Move over, Black Friday. Crowds of Thanksgiving Day shoppers got a head start on holiday purchases for what is becoming a new tradition.
"It was kind of crazy, nerve-wrecking," said Loke Barroga of Makakilo after exiting the Toys R Us in Aiea. "I didn’t know where everything was."
She and her boyfriend Buddah Kahihikola wrapped up their shopping in about 30 minutes after the store opened and planned to continue shopping elsewhere.
The couple loaded a pink Power Wheels Barbie Cadillac Escalade into the back of their SUV, filling the back half of the vehicle.
Barroga said she bought the miniature electric vehicle — which usually sells for about $420 — for $299. Her receipt said she saved $180 on the shopping excursion.

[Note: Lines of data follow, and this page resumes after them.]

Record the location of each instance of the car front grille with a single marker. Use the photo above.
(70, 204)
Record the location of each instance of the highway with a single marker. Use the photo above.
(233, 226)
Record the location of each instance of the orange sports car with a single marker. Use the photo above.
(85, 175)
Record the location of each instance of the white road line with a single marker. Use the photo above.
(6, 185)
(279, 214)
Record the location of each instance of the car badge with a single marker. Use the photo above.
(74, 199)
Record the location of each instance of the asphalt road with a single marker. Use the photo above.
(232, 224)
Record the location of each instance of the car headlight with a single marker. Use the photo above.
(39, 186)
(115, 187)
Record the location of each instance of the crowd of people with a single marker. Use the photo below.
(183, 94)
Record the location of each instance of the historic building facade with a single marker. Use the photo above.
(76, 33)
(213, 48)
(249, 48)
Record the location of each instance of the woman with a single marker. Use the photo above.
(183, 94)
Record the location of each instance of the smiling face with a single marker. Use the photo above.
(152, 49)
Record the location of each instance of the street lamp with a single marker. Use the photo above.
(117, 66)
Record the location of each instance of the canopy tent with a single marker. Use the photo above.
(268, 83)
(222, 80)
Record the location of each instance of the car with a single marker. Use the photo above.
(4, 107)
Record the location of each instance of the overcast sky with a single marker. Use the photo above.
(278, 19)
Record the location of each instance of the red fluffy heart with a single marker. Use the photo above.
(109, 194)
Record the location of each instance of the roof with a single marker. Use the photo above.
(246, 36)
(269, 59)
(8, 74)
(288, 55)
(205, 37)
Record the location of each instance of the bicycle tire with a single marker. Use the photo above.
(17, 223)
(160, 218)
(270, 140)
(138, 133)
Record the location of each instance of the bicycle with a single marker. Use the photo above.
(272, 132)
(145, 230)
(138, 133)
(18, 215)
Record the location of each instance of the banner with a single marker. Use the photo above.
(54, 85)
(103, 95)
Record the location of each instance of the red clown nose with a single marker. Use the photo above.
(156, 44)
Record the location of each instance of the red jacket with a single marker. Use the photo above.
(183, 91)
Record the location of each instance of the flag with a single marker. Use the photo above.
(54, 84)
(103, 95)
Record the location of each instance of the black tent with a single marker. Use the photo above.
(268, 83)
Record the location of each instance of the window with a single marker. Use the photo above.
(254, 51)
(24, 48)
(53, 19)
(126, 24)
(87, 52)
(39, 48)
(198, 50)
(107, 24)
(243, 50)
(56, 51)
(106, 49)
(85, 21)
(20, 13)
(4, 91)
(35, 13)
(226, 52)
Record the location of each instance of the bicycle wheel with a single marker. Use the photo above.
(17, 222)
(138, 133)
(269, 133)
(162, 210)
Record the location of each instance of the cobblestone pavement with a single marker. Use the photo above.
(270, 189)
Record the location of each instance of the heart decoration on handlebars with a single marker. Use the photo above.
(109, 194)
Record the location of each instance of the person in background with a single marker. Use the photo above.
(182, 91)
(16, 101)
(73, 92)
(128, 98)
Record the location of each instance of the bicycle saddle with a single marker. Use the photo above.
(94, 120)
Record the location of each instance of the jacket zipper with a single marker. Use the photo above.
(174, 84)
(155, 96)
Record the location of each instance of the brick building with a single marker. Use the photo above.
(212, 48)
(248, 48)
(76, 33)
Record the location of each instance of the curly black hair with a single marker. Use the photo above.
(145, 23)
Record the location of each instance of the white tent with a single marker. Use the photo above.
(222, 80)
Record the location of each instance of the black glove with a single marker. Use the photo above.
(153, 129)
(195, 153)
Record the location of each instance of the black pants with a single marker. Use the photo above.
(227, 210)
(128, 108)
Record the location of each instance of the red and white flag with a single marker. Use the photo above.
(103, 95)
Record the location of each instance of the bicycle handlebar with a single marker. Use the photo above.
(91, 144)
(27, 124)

For Barroga the 5 p.m. opening worked out because her family had brunch together for Thanksgiving.
"It worked out with my Black Friday schedule," she said. "I didn’t even plan it."
About 800 shoppers entered Toys R Us within 30 minutes after the store opened, said store manager David Palmer.
"It’s the same familiar faces (as last year)," Palmer said of the shoppers who lined up early. "They’re smart shoppers. The people that you see in line have done their homework."
He said the store will have hundreds of items on sale Friday and Saturday with new door-buster sales starting at 7 a.m. Friday.
"We’re running a three-day ad on hundreds of other items," he said.
But the frenzy of Thanksgiving Day shopping seems to have declined from previous years as more stores opened earlier, perhaps splitting some of the customer traffic.
More than six years ago, before Palmer began working at the toy store, about 3,000 people would wait in a line that wrapped around the building, with some arriving the night before Thanksgiving. At the former Circuit City at Pearlridge Center, where Palmer also used to work, the line would be about 5,000 deep, he said.
"You don’t see that anywhere anymore because it’s all about the consumers changing their shopping behaviors," he said.
Shoppers are migrating to the Internet, and to respond to that demand, Toys R Us scheduled a crew this year just to fill local online orders.
Toys R Us also offered pre-Black Friday deals for rewards card members online.
"It’s all in an effort to not only capture the market, but make it a better shopping experience for the customer," Palmer said.
And so far signs show it will be a good shopping season.
"We’ve got traffic and we’ve got product, and therefore it’s going to translate into a very good season," he said.
The first shopper in line at Toys R Us was Patty Chism, who was with her family after arriving at about 9 a.m. Thanksgiving Day.
The family played football and befriended another group waiting beside them.
"Besides having family time … we met new friends," Chism said. "Who would have thought you would meet some great people here?"
Keiki DeLizo, 19, of Ewa Beach passed the time on Instagram on her phone while reclining in the bed of her pickup.
She said she was waiting to buy numerous boxes of steeply discounted diapers for her baby brother and a toy ATV for about half price.
"It’s like Black Thursday. It’s supposed to be Black Friday. I don’t get it," she said, explaining that her family prepared their Thanksgiving meal Wednesday night and cooked it in the morning for an early celebration.
"It was almost like breakfast," she said. "As soon as we were done eating, everybody left (to go shopping)."
She said she wished the stores would open later in the night like they used to.
"It gives you more time with your family, and I like to eat twice before I go to Black Friday, not Thursday," she said.
She said some friends ate their Thanksgiving meal Wednesday to make the early shopping hours.
Lines also formed outside Macy’s at Pearlridge before the store opened at 6 p.m.
Vanessa Gilo of Aiea said she was missing dinner with her sister to buy a gift for her mother at Macy’s, although she had an early lunch with her parents.
She said co-workers were missing some of the early sales because they were having Thanksgiving dinner.
"The day after Thanksgiving should actually be the day after Thanksgiving — 5 in the morning, like how it used to be," she said.
At the Aiea Best Buy, Allen Kiyokane, 44, showed up about two hours before the 5 p.m. opening to stand in line for a pair of headphones.
"I lucked out," he said. "I was maybe the 20th person."
Being near the front of the line, he received a voucher for a 50-inch flat-screen TV for $200.
He didn’t know the original price of the TV, but bought it because he knew he would regret passing up such a good deal later.
"It was kind of exciting and fun all at the same time," he said. "I enjoyed it."